Respons Putusan MK Terkait UU Cipta Kerja, 5 Juta Buruh Ancam Mogok Nasional



KONTAN.CO.ID - JAKARTA. Konfederasi Serikat Buruh Indonesia (KSPI) mengumumkan rencana mogok nasional yang akan melibatkan sekitar lima juta buruh dari berbagai sektor di seluruh Indonesia. 

Presiden Partai Buruh dan KSPI, Said Iqbal mengatakan, mogok nasional ini direncanakan berlangsung selama dua hari dan akan melibatkan buruh dari sedikitnya 15.000 pabrik dan sektor jasa, termasuk pelabuhan dan transportasi.  

Mogok nasional ini akan dimulai antara tanggal 19 November hingga 24 Desember 2024, dengan waktu pelaksanaan minimal dua hari.  


Baca Juga: Kemnaker dan Dewan Pengupahan Segera Bahas Formulasi Penetapan Upah Minimum

Aksi mogok nasional ini akan berlangsung secara damai dan konstitusional.

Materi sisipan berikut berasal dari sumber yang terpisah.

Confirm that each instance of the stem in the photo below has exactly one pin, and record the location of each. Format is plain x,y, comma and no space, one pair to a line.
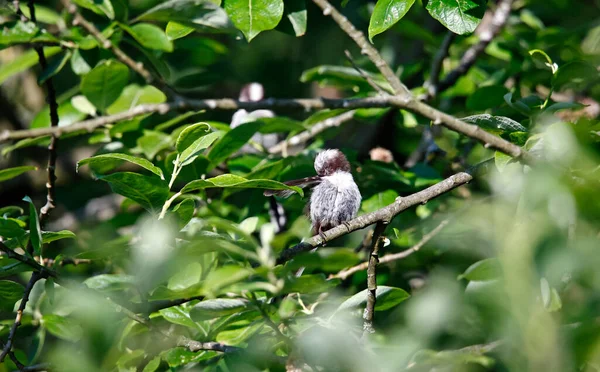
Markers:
167,204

KSPI telah menyiapkan pemberitahuan resmi kepada Mabes Polri, Polda, dan Polres di seluruh Indonesia sebagai bagian dari prosedur hukum yang sah. 

Di tingkat pusat, provinsi, dan kabupaten/kota, serikat buruh juga akan mengirimkan surat pemberitahuan resmi kepada kepolisian.

Aksi ini akan melibatkan penghentian produksi di lebih dari 15.000 pabrik di seluruh Indonesia. Menurutnya, sektor jasa seperti pelabuhan dan transportasi umum juga akan turut berhenti beroperasi selama dua hari sebagai bagian dari unjuk rasa solidaritas untuk menuntut hak-hak buruh yang dijamin konstitusi.

"Langkah ini merupakan respons terhadap dugaan ketidakpatuhan pemerintah dan DPR terhadap putusan Mahkamah Konstitusi (MK) terkait Undang-Undang Cipta Kerja, khususnya dalam pengaturan upah minimum dan hak-hak ketenagakerjaan yang dinilai bertentangan dengan konstitusi," ujarnya dalam jumpa pers secara daring, Senin (4/11).

Adapun salah satu alasan utama aksi mogok nasional ini adalah persoalan upah minimum yang diatur dalam putusan MK terkait UU Cipta Kerja. MK memutuskan bahwa terdapat 21 norma hukum dalam UU Cipta Kerja yang bertentangan dengan Undang-Undang Dasar 1945, termasuk norma-norma yang mengatur upah minimum. 

Norma-norma tersebut dinyatakan inkonstitusional dan tidak memiliki kekuatan hukum karena dinilai merugikan hak konstitusi pekerja dan bertentangan dengan prinsip kesejahteraan buruh.  Namun, pemerintah, melalui Menko Perekonomian, justru merespons putusan MK dengan menyusun kebijakan baru yang dinilai mengabaikan putusan tersebut, terutama dalam penetapan upah minimum. 

Usulan dari Apindo dan Kadin yang diterima pemerintah mengarah pada pemberlakuan aturan perhitungan upah minimum yang tidak sejalan dengan prinsip keadilan bagi buruh. 

Baca Juga: Soal Putusan MK, Airlangga: Jangka Pendek Kemenaker Segera Bahas Upah Minimum

"Ketidakpatuhan ini terlihat dari rencana pemerintah untuk menetapkan upah minimum tanpa mempertimbangkan keputusan MK, yang menggarisbawahi hak buruh atas upah layak dan stabil," tegas Said.

Menurut dia, norma hukum mengenai upah minimum yang ditetapkan dalam putusan MK adalah soal fundamental bagi buruh. Norma ini mencakup ketentuan bahwa upah minimum harus mengikuti prinsip kelayakan dan mempertimbangkan kebutuhan hidup layak (KHL). 

"Putusan MK, terutama norma hukum nomor 8 hingga nomor 17, menegaskan perlunya upah minimum yang adil dan tidak hanya menguntungkan pihak pengusaha. Tindakan pemerintah yang menyusun peraturan tanpa mengacu pada putusan MK dianggap sebagai upaya yang membahayakan kesejahteraan buruh serta melanggar konstitusi," tegasnya.